|By Fred Topel
In Theaters Feb 24
Last year, Tyler Perry’s Diary of a Mad Black Woman seemed to come out of nowhere, taking the number one box office slot. Who was this man and how did he overpower Will Smith and Keanu Reeves? Well, it came as no surprise to Perry, who has been cultivating an audience on the theater circuit for the past eight years.
“I wasn't surprised, I was thankful,” he said. “Being on tour all over the country, you see all of these people and they say, 'We're going, Tyler. We're going to support you. We're going to support you.' And then they go. So I was grateful. I knew they were there, but to have them go was a whole nother thing. I was grateful. I was so thankful to God for that to happen.”
Perry’s plays feature the character Madea, a 60-year-old grandmother who Perry himself plays. Her comedic antics permeate stories about more serious subject matters like divorce, or in the case of Family Reunion, spousal abuse and child molestation. If that doesn’t sound so funny, don’t worry. It’s not supposed to be laugh a minute.
“I write from the aspect of complete life. In life, we go through moments where we're in very serious moments one minute and then we're in very dramatic moments the next. And I know that this works, because I'm on stage with 30,000 people every week and I do it every week. We go into one serious moment, one, and then we're laughing the next and it helps to talk about these kinds of subjects.”
Right now, Perry has a monopoly on this audience because despite the success of Diary, Hollywood is not clamoring to satisfy the theater crowd. “I think somebody should really do an in-depth story on this audience, because it is a huge, huge audience of just hard-working people who have supported for years the genre of theater that I do and they go to movies and they support movies. But I think the main reason there is so much support of it is because of the subject matter. People want to see positive messages or things that leave you feeling better, rather than leaving you heavy and in dark places.”
Even though Madea’s Family Reunion goes to some of the darkest places people can endure, Madea ultimately helps her granddaughters overcome them. This also makes it more real. “In one family, you can go through all of those things and I know several families personally that every one of those things are represented. When you talk about a family reunion, you talk about the issues of family and that's what I wanted to do when I was writing, just go through each character's situation. What is going on in all of these people's lives and the family?”
If critics still don’t get it, Perry is not surprised. “I don't know if it's necessarily about critics or just people in general. There's such a disconnect in this country. Everybody has their own life and their own world and everybody's in their own compartment and nobody's crossing or peeking to see what's over on the other side or in the other areas. I think the main reason that people don't get it is because they don't understand what this character represents, this Madea character represents, what these movies or shows or plays of mine represent. I'm so used to the mediocre reviews or the terrible reviews, when I see a good one - which I don't read or pay attention to - when I hear about it, I'm really surprised, because I expect people not to get it, I really do.”

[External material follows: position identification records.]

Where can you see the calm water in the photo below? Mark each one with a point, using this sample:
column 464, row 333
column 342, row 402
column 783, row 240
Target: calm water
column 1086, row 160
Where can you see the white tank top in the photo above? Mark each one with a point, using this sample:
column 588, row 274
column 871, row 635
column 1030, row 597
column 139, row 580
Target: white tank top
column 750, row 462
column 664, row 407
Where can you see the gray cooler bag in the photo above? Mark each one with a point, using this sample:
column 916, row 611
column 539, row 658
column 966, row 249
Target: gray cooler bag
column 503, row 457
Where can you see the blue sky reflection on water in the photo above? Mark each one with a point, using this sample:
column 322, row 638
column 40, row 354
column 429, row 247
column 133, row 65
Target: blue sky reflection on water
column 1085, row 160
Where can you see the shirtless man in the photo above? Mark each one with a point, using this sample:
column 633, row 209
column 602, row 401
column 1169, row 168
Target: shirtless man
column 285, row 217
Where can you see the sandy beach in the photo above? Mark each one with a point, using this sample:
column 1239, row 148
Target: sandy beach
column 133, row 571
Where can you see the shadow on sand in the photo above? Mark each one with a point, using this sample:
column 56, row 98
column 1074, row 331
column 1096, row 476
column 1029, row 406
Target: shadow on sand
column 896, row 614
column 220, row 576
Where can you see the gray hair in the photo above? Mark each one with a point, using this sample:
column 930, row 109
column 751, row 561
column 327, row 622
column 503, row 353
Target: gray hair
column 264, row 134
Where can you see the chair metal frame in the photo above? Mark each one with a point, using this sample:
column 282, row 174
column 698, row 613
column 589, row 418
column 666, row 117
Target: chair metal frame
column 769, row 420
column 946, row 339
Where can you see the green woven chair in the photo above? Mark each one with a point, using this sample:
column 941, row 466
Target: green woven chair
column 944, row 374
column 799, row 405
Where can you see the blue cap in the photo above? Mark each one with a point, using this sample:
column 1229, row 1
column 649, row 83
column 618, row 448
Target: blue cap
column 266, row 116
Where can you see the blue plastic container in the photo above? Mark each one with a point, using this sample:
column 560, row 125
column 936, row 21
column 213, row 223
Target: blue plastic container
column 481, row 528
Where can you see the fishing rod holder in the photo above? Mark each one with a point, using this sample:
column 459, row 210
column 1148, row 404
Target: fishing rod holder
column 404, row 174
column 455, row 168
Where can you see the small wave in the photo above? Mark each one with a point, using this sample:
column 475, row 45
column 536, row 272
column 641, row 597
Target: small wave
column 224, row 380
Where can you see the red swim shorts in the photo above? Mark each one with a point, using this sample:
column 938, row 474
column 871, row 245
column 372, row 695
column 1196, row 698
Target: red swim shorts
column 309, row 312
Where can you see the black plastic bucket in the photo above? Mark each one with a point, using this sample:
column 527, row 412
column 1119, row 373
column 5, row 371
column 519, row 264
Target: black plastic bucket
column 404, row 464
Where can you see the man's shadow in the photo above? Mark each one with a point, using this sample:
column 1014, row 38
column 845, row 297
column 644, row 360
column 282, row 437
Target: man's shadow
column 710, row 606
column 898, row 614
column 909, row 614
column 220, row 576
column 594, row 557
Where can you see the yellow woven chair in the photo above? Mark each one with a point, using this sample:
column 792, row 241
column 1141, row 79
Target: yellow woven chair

For those of us lumped into that category, Perry explains what Madea represents. “Madea is a character who was around on every corner 20, 30 years ago. Now she's extinct, especially in the African-American family, even though a lot of people can relate to her. No matter what race, you know somebody like this character, I truly believe that. But what she represents was the protection of the family. If it takes a village to raise a child, then she was the head of the village, back in the day. But now grandmothers are much younger.”
Arriving in theaters only a year after Diary, Madea’s Family Reunion was not the product of Diary’s success. It was in the works before Diary’s opening weekend. Even though Perry is now a national celebrity, he refuses to buy into the hype.
“You can be a huge star among African-American people and the rest of the world never even know who you are, but they had prepared me for a lot of this. This was six years of [work]. There are some cities even before the movie where I couldn't walk down the street without being mobbed for autographs and going to the mall was difficult and eating dinner was difficult, so having all of those things happen has prepared me for this walk I'm on now.”
Perry still performs his plays, but he notices a more multi-cultural audience in attendance since his first movie opened. “We're still at capacity. What has changed is the dynamic of the audience. I'm seeing more non-black people represented in the audience. I can see it from the stage. It's really amazing, since the movie's been out I can look out in the audience and see 30 percent of people who are not black and that's pretty amazing, especially in a lot of Southern cities.”
This is just the natural evolution of things as Perry intended. “Even from Day One, I said, 'This is universal. This stuff is universal. Everyone can relate to love, hurt, pain, learning how to forgive, needing to get over, needing the power of God in their life.' No matter what your race, you can relate to these things and I've always said that and I tried to stay true to where I was with that. I've always felt that if people ever gave it a chance who weren't black, that they would find that and that's what I'm seeing.”
Madea’s Family Reunion opens February 24.